How does this bit manipulation work in Java?

Question

I was looking into how Java counts bits set of an int.
I had in my mind something simple like this (which I think is correct):

public static int bitCount(int number){  
        final int MASK = 0x1;  
        int count = 0;  

        for(int i = 0; i < 32; i++){  
            if(((number >>> i) & MASK) == MASK){  
                count++;  
            }  
        }  
        return count;  
    }  

Instead I found a method that I absolutely have no idea what is doing (seems like magic to me):

 i = i - ((i >>> 1) & 0x55555555);  
 i = (i & 0x33333333) + ((i >>> 2) & 0x33333333);  
 i = (i + (i >>> 4)) & 0x0f0f0f0f;  
 i = i + (i >>> 8);  
 i = i + (i >>> 16);  
 return i & 0x3f;  

Could someone help understand what this does and why a simple function like the one I came up as first thought is/could be bad?

Answer 1

Sure

i = i - ((i >>> 1) & 0x55555555);

The bit pattern of 5 is 0101 (four bits), so the mask is a repetition of the bit pattern 01 sixteen times. This line counts the number of bits in every two-bit pair of the number. If you consider two-bit pairs, (i >>> 1) & 0x1 gets the high-order bit in the low-order position. Now, there are four possible two-bit patterns

00 ~> 00 - 00 = 00
01 ~> 01 - 00 = 01
10 ~> 10 - 01 = 01
11 ~> 11 - 01 = 10

and each two-bit pair now contains the number of bits the original had in those positions.

i = (i & 0x33333333) + ((i >>> 2) & 0x33333333);

Next, we count the bits that were in each four-bit group (aka nibble). By masking a nibble with 0x3 = 0011(b) , we get the count of bits that were in the lower order two bits of the nibble, and (i >>> 2) & 0x3 gets the count from the higher order two bits of the nibble. These counts are now added. Since each count was at most 2, the sum is at most 4, hence doesn't leave the nibble.

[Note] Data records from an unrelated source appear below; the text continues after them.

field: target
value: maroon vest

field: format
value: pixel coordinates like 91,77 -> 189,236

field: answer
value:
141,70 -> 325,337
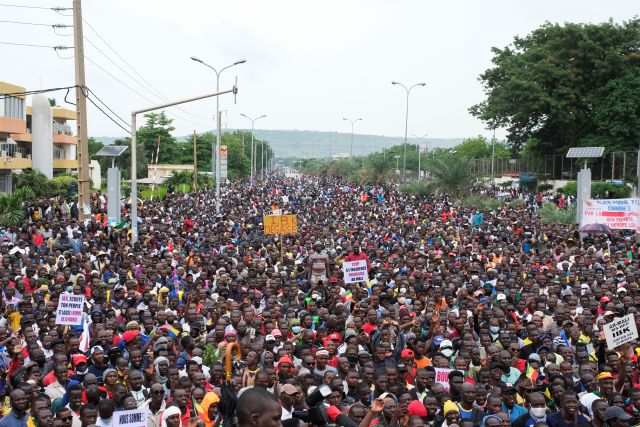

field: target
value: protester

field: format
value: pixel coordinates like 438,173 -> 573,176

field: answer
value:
0,172 -> 640,427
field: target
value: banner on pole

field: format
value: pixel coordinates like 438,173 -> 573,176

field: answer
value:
113,409 -> 147,427
262,215 -> 298,234
580,199 -> 640,231
342,259 -> 367,284
435,368 -> 454,393
603,314 -> 638,350
56,294 -> 84,326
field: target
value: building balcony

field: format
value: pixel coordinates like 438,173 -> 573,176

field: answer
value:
0,116 -> 27,134
53,159 -> 78,169
53,133 -> 78,144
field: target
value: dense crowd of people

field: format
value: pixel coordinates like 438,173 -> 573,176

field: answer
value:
0,173 -> 640,427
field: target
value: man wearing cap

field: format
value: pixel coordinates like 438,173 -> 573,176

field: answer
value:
604,406 -> 633,427
307,241 -> 329,285
280,384 -> 298,421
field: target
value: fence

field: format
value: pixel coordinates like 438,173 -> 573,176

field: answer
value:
471,151 -> 638,183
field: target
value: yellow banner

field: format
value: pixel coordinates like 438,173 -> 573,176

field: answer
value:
262,215 -> 298,234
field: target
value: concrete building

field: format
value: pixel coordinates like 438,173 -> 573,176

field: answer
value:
0,82 -> 78,193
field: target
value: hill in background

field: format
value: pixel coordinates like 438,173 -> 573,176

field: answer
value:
95,129 -> 462,158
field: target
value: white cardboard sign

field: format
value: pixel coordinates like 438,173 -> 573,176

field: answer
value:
56,294 -> 84,326
604,314 -> 638,350
342,259 -> 368,284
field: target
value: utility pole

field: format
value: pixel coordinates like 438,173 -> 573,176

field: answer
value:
192,130 -> 198,191
73,0 -> 90,220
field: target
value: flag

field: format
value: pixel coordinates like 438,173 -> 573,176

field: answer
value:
80,315 -> 91,353
525,363 -> 540,384
160,325 -> 180,338
193,399 -> 205,420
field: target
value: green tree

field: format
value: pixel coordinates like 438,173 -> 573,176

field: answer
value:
0,188 -> 35,227
453,135 -> 511,159
360,154 -> 396,185
136,111 -> 176,167
470,19 -> 640,154
12,169 -> 55,197
87,137 -> 104,159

i = (i + (i >>> 4)) & 0x0f0f0f0f;

Now the bits in each octet are counted. Each nibble contains the count of bits set in the original in that place. Shifting right by four bits moves the count from the higher order nibble in each place to the lower order nibble, these are added. Then we also moved the count from the lower order nibble to the higher order nible of the adjacent octet, that is masked out by the & 0x0f0f0f0f . Since each octet can have at most eight bits set, the count doesn't leave the lower order nibble of the octet.

i = i + (i >>> 8);

Now we add the counts of the pairs of adjacent octets.

i = i + (i >>> 16);

Now we add the totals of the counts in the high order two octets and the low order two.

return i & 0x3f;

Finally, all octets except the lowest order octet are masked out, since the higher order octets still contained intermediate counts.

The reason why your simple implementation might be considered bad is performance. The convoluted bit-hack uses fewer operations and no branches, so it is faster. It is, however, far easier to get wrong.

Another neat way to count the set bits in an int (or long ) is

public static int bitCount(int n) {
    int count = 0;
    while(n != 0) {
        ++count;
        n = n & (n-1);
    }
    return count;
}

That works because n = n & (n-1) clears the last set bit in n and leaves everything else untouched. If the bit pattern of n ends with

...100...0

the bit pattern of n-1 is

...011...1

and the bits before the last 1-bit in n are the same. In Java, that is guaranteed to work also for negative numbers because integer overflow has wrap-around semantics, so if n = Integer.MIN_VALUE , the bit pattern is 100...0 and n - 1 becomes Integer.MAX_VALUE with the bit pattern 011...1 .

Answer 2

the cool method only works since the computer has a finite range of values for int. it won't work (and so other cool bits algorithms) so easily for infinite range (like BigInteger) since you need to know all of the needed masks before the calculation .

in any case , you can read how it works via : http://graphics.stanford.edu/~seander/bithacks.html#CountBitsSetParallel

it's at the bottom of this chapter.